Let \(\epsilon_i^t\) denote the relationship between the \(\epsilon_i\)’s before and after each pivot. Evidently, \(\epsilon_i^{t = 0} = 1\) for all \(1 \leq i \leq n\).

As shown in Exercise 4.6, pivoting between \(x_k\) and \(w_k\) results in a dictionary that is of the same form as before. The only significant differences are the sign changes of \(\epsilon_i\)’s:

\[\begin{split}\epsilon_i^{t + 1} = \begin{cases} -\epsilon_i^t & \text{if}\ i \leq k\\ \epsilon_i^t & \text{otherwise.} \end{cases}\end{split}\]

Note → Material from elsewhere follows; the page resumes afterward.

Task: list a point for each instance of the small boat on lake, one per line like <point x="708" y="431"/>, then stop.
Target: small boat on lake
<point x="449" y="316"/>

Observe that applying the simplex method’s largest-coefficient rule in this case is equivalent to picking the first positive \(\epsilon_k^t\) where \(k\) is the smallest subscript over the ordered sequence \(\left[ \epsilon_1^t, \epsilon_2^t, \ldots, \epsilon_n^t \right]\).

Let \(T(n)\) denote the number of iterations (i.e. pivots) needed before selecting the variable associated with \(\epsilon_{n + 1}\) as the entering variable for the first time.

From the initial conditions, obviously \(T(0) = 1\). Now that \(\epsilon_1^{t = 1}\) is negative, \(\epsilon_2^{t = 1}\) is chosen as the next entering variable. Pivoting will make \(\epsilon_1^{t = 2}\) eligible as an entering variable again, which means the same sequence of pivots \(T(0)\) needs to occur before \(\epsilon_3\) can even be considered as the next entering variable. Thus, \(T(1) = 1 + T(0) = 2\). This process generalizes to the following geometric series

\[T(n) = 1 + \sum_{i = 0}^{n - 1} T(i) = 1 + 2 + 4 + 8 + \cdots = a \frac{1 - r^n}{1 - r}\]

where \(a = 1\) and \(r = 2\). Therefore, the Klee-Minty problem requires \(2^n - 1\) iterations.

Exercise 4.8¶

Rewriting the Klee-Minty problem with \(b_i = \beta^{i - 1}\) where \(\beta > 1\) yields

\[\sum_{j = 1}^{i - 1} 10^{i - j} b_j + b_i = \sum_{j = 1}^{i - 1} 10^{i - j} \beta^{j - 1} + \beta^{i - 1}\]

and

\[\begin{split}\begin{array}{*{5}{@{}c@{}}} 0 & \leq & x_1 & \leq & 1\\ 0 & \leq & x_2 & \leq & 10 + \beta\\ 0 & \leq & x_3 & \leq & 10^2 + 10 \beta + \beta^2\\ 0 & \leq & x_4 & \leq & 10^3 + 10^2 \beta + 10 \beta^2 + \beta^3\\ & & \vdots & &\\ 0 & \leq & x_n & \leq & \sum_{j = 1}^{n - 1} 10^{n - j} \beta^{j - 1} + \beta^{n - 1}. \end{array}\end{split}\]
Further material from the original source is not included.